Clinical data shows BD COVID-19 antigen test might offer an edge

By Jenni Spinner

- Last updated on GMT

(iLexx/iStock via Getty Images Plus)
(iLexx/iStock via Getty Images Plus)

Related tags Bd COVID-19 Coronavirus Testing

A peer-reviewed study indicates that the company’s antigen test could be more selective in detecting contagious COVID-19 patients than PCR testing.

Becton, Dickinson and Company (BD) has announced a newly published, peer-reviewed study indicates that the company’s antigen test may be more selective than polymerase chain reaction (PCR molecular tests when it comes to detecting patients who are contagious and can spread the virus.

Charles Cooper (CC), BD’s vice president for medical and scientific affairs, recently spoke with Outsourcing-Pharma (OSP) about the test, and the rapid advancements in COVID-19 diagnostic development.

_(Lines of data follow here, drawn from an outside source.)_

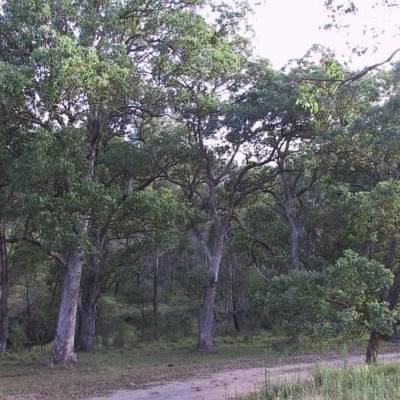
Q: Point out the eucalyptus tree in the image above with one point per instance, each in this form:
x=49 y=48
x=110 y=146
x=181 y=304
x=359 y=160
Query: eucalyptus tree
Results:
x=75 y=75
x=234 y=121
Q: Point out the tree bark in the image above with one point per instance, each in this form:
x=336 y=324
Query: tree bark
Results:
x=373 y=347
x=5 y=285
x=90 y=299
x=206 y=322
x=155 y=284
x=63 y=348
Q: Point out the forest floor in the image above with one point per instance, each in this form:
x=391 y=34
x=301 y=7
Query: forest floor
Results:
x=227 y=383
x=187 y=376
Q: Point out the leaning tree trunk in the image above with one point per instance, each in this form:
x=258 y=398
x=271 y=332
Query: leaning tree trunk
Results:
x=206 y=321
x=63 y=347
x=90 y=298
x=5 y=285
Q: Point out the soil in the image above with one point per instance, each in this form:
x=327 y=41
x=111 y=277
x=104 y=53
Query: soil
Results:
x=226 y=384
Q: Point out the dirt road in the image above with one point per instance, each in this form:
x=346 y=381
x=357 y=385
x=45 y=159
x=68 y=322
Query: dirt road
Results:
x=226 y=385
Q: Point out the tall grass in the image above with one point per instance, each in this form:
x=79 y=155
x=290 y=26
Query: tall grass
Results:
x=362 y=382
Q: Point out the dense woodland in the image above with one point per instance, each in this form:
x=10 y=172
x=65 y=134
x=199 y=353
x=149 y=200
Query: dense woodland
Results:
x=157 y=180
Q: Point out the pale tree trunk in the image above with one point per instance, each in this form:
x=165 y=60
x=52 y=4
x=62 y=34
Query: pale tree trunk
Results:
x=206 y=320
x=155 y=283
x=90 y=298
x=5 y=285
x=287 y=209
x=63 y=347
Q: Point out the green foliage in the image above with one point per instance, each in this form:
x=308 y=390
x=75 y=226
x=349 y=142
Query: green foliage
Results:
x=343 y=299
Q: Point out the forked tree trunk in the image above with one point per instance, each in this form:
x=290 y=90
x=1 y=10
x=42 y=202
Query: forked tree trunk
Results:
x=206 y=322
x=63 y=347
x=5 y=285
x=90 y=298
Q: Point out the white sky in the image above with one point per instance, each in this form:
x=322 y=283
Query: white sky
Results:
x=286 y=29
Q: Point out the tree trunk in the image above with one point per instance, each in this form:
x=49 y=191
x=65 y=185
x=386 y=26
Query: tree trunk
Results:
x=373 y=347
x=287 y=209
x=90 y=298
x=63 y=348
x=206 y=328
x=5 y=285
x=155 y=284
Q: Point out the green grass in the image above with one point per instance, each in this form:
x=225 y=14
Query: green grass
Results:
x=131 y=367
x=104 y=370
x=362 y=382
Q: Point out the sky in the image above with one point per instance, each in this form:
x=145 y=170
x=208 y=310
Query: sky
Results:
x=286 y=29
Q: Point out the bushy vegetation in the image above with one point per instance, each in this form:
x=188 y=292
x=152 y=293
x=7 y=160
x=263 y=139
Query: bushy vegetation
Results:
x=379 y=382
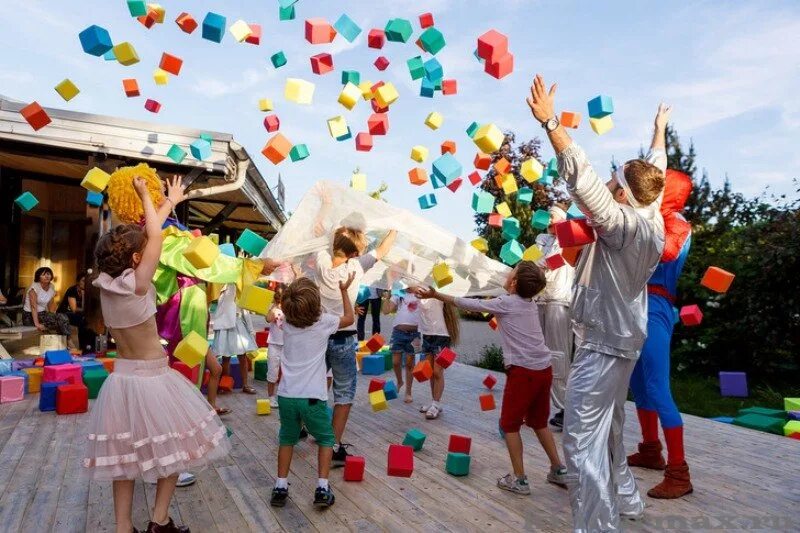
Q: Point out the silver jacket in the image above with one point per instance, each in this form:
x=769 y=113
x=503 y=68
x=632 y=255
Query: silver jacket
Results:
x=609 y=304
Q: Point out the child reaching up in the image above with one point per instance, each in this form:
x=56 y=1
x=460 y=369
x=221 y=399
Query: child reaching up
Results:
x=302 y=391
x=526 y=397
x=148 y=421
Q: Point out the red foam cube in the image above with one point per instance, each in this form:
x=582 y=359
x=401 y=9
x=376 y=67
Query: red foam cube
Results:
x=35 y=115
x=459 y=444
x=354 y=468
x=72 y=399
x=487 y=402
x=400 y=461
x=575 y=232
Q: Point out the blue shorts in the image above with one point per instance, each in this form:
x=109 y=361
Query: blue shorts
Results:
x=341 y=361
x=401 y=341
x=433 y=344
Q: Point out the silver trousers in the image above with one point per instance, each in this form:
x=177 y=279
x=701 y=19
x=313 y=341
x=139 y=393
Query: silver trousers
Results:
x=601 y=485
x=557 y=329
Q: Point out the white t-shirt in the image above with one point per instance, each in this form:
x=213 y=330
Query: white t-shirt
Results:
x=431 y=317
x=328 y=279
x=303 y=360
x=43 y=297
x=407 y=310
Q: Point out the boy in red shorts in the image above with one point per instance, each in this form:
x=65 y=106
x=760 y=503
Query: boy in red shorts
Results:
x=526 y=398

OSP: Considering it’s only a little more than a year since COVID-19 landed on us, the fact that tests were in providers’ hands (and now, with at-home diagnostics, in patients’) relatively quickly is interesting. Can you talk about the industry’s efforts to develop, approve and distribute COVID-19 tests, and why that might be noteworthy?

CC: We’re in a worldwide pandemic. It’s a crisis situation, and the ability of diagnostic manufacturers to rapidly develop and make available diagnostic testing has been a critical component of the response to the pandemic.

Companies like BD have dedicated a huge amount of effort and resources to rapid development of diagnostic tests to support the effort to fight COVID-19 globally. The development cycle time has been reduced dramatically because of both the intensity of the effort and because of obligatory templates that allow us to get authorization faster.

So, as an example, typically it might take BD or any other company like ours two years to develop and antigen assay and get authorization through FDA to make it available on the market. In the current environment, we’re talking more about 60 or 90 days. And so, the time to development and availability has been reduced dramatically.

OSP: Could you please summarize what are some of the key differences between PCR tests and antigen, in terms of how they’re conducted, ease of use, cost, speed, etc.

CC: PCR testing—also known as molecular testing—is highly sensitive, which is a strength. However, it is also more expensive and requires a moderate to high complexity laboratory setting with skilled laboratory technicians; the turnaround time is also dependent on the ability to get a collection sample to such a laboratory and that laboratory has to work through its own volume and potential backlog.

So, it does have the advantage that it’s very sensitive. But it is also more expensive and requires a moderate to high complexity laboratory setting, which limits access in some ways.

Antigen testing, in contrast, is designed for use outside the laboratory setting, at the point of care. It’s very simple to use and doesn’t require a moderate to high complexity laboratory. It’s a diagnostic test that can be used in the community and by people who are not skilled laboratory technicians. It also has a turnaround time that’s much faster.

Antigen testing provides a 15-minute turnaround, so you get a result while the person being tested is still present. It’s also less expensive. And so, as a result, there’s the ability to make diagnostic testing more easily accessible in the community.

OSP: Please explain why it is important to accurately detect which COVID-19 patients are able to infect others.

OSP_BDantigen_CC
Charles Cooper, VP for medical and scientific affairs, BD

CC: With COVID-19, you have the particularly challenging characteristic that people can become infectious before they develop symptoms. And by the time they develop symptoms, they’re highly infectious.

Because of that, it’s difficult to control transmission in the community because people are spreading the virus before they even know they have it. Additionally, there’s a large percentage of people who never develop symptoms and yet can still transmit the virus.

So, if it is the goal of public health officials in society is to interrupt transmission in the community, then diagnostic testing frequently in the community is going to be necessary, or certainly, frequent diagnostic testing is a critical component to the overall solution. Frequent diagnostic testing is critical in allowing you to identify people who are infectious and quickly gives you a result so you can apply infection control measures like quarantining more rapidly.

OSP: Is there anything else you’d like to share about the BD Veritor Plus system that we didn’t touch upon above?

CC: The study that was published in Clinical Infectious Diseases​ demonstrates that the BD Veritor System for Rapid Detection of SARS-CoV-2 was able to accurately identify people who had culture positive infectious virus present. And that’s the key conclusion for that study.

If you think about where antigen testing is occurring, we’re talking mainly about people in the community. And these people in the community are not severely ill.

Thirty percent of people who get infected with COVID-19 don’t have any symptoms, and of people who have symptoms, 80% show very mild symptoms – so these are not people who need to be treated in the emergency room or admitted to the hospital, yet they are very capable of transmitting the virus in the community. So, diagnostic testing in the community for the purpose of identifying people who could be infectious is a critical component of the response to COVID-19.